Beth B, Filmemacherin
Die Verbindung von New York und Berlin Anfang der 1980er Jahre liegt auf der Hand. Beide standen damals im Ruf von failed cities, jedoch mit einer umtriebigen Underground-Kultur, in der die Grenzen von Film, Musik und Performance verschwammen. Im East Village wurden Live-Clubs wie Artists Space, Mudd Club und Max’s Kansas City zur Heimat der Versprengten und Außenseiter. Beth B: „Kein Kino wollte damals meine Filme zeigen. Und die Kunstszene war überhaupt nicht mein Ding, viel zu steril. Wir mussten also Alternativen finden.“
Beth verweigert sich der Arbeit mit Institutionen bis heute. Nur ihre Werkschau im New Yorker MoMA vor zwei Jahren war wohl unvermeidlich für eine Künstlerin, die die Stadt wie sie geprägt hat. Und an ihre Zeit beim Fernsehen in den 1990er Jahren denkt sie nur widerwillig zurück. Auch darum freut sie sich über Einladung des Silent Green, die Räumlichkeiten mit seiner „Geschichte des Todes“ (Beth B) zu beleben.
Zentrales Werk ist die in diesem Jahr entstandene Drei-Kanal-Installation „Glowing“, ein riesiges Video-Triptychon am Ende der Betonhalle. Die sechs Filme entstanden in Zusammenarbeit mit befreundeten Künstler:innen. Der amerikanische Schriftsteller Nick Flynn, die Sängerin Little Annie sowie Tänzer:in und Ableismus-Aktivisti:in No Anger setzen sich darin unter anderem mit ihrem Verhältnis zu Schmerz, Sucht und Ausgrenzung auseinander.
Keine moralische Verurteilung
Die schiere Größe der Installation erzielt einen immersiven emotionalen Effekt, es entsteht ein Raum, in dem die intimen Gedanken und Gefühle auf der Leinwand Resonanz finden. Erweitert wird dieser während der zehntägigen Ausstellung mit Live-Performances der Protagonist:innen.
Für Beth B sind Kooperationen wie diese in ihrem Leben immer wichtiger geworden. Seit inzwischen 29 Jahren arbeitet sie mit dem Musiker Jim Coleman, dessen Noise-Band Cop Shoot Cop aus der zweiten No-Wave-Generation stammt; gelegentlich unterstützt sie ihre gemeinsame Tochter Lola, die während des Gesprächs auch kurz vorbeischaut.
Ihre Stimme ist – aufgenommen im Alter von sechs Jahren – in der Installation „Children of Wonder“ zu hören. Darin spricht sie über den Tod, wie es nur Kinder können. Die Destruktivität ihrer jungen Jahre hat Beth B längst hinter sich gelassen, daher der Titel. „Ich will kein ‚No‘ mehr sein, ich bin ‚Now‘.“ Sie lacht.

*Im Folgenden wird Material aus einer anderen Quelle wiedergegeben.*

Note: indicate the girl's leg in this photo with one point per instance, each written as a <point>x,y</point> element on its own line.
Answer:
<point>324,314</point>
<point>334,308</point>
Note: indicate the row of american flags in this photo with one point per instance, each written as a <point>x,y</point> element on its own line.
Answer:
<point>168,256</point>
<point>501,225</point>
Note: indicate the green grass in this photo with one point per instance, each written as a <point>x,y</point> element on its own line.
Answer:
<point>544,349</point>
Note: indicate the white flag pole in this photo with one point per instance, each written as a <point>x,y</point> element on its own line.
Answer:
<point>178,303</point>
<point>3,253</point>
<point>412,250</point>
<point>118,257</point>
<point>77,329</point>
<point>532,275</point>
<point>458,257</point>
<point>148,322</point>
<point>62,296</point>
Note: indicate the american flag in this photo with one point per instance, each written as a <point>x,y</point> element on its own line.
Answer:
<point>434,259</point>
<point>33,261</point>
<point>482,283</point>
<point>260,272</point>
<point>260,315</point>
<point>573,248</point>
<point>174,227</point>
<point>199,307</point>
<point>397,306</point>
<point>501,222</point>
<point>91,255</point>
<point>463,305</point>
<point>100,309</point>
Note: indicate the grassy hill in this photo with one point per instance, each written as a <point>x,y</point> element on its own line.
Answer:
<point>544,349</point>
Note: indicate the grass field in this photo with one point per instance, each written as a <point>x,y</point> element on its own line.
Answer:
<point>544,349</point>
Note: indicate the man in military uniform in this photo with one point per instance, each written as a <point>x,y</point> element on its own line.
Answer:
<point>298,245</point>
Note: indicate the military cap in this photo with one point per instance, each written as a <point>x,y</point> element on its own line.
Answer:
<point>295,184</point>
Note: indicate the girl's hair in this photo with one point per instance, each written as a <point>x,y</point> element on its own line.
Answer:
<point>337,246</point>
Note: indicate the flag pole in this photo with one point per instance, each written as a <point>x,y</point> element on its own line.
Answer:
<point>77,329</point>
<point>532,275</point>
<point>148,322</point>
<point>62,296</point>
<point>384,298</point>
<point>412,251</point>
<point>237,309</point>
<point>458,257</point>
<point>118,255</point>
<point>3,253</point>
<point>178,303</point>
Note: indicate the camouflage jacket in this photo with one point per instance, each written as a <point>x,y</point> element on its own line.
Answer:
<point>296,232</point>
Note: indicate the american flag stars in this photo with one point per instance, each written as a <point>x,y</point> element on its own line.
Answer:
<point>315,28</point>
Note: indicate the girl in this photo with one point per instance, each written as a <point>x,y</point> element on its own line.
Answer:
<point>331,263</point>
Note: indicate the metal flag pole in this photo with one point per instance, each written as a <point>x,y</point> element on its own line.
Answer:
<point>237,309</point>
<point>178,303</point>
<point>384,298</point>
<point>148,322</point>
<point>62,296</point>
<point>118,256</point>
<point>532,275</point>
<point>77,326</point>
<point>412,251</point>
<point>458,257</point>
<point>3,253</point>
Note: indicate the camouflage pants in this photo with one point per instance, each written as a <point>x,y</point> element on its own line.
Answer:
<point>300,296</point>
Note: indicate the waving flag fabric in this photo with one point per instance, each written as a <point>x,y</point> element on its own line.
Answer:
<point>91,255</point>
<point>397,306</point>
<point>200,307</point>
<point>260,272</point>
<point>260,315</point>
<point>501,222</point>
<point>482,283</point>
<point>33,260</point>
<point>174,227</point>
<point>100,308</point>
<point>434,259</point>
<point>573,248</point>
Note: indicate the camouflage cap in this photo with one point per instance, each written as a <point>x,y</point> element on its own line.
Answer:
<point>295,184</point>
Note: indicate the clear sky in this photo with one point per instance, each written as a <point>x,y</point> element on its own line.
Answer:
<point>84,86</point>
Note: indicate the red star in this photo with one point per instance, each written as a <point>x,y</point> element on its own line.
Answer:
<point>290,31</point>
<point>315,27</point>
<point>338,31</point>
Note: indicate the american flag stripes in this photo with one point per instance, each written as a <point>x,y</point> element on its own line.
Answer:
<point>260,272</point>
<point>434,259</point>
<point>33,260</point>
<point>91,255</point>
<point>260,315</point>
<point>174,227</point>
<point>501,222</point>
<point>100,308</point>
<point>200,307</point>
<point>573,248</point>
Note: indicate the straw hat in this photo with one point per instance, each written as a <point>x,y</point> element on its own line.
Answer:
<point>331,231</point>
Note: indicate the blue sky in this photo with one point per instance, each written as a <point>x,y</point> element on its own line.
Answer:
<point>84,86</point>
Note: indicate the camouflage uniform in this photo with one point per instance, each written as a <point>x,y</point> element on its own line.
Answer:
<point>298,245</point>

Ihre Rolle in „Now Wave“ versteht sie eher als die einer Kuratorin, die eigene Biografie ist nur eine Facette von vielen. „Ich lade die Menschen ein, ihre Geschichten zu erzählen, die Dunkelheit, ohne Angst vor Verurteilung. In den Massenmedien werden wir ihre Geschichten nie hören – sie würden diesen Schmerz beschönigen und ihn instagramable machen.“
Mit preisgekrönten Dokumentarfilmen wie „Stigmata“ (1991) und „Exposed“ (2013), dem Porträt der lebendigen New Yorker Burlesque-Szene und nun der Ausstellung „Now Wave“ hat Beth B eine Gemeinschaft um sich versammelt, die in ihrer Verletzlichkeit an die „Wahlfamilie“ von Nan Goldin erinnert.
Das Zuhören, das Interesse an gesellschaftlich marginalisierten Geschichten ist in Zeiten wachsender Polarisierung zunehmend zu einem politischen Akt geworden. Beth B lädt den reichlich überstrapazierten Allgemeinplatz vom Privaten, das politisch ist, mit einer empathischen Idee von Teilhabe auf. Man fühlt sich in ihrer Kunst im wahrsten Sinne des Wortes in bester Gesellschaft.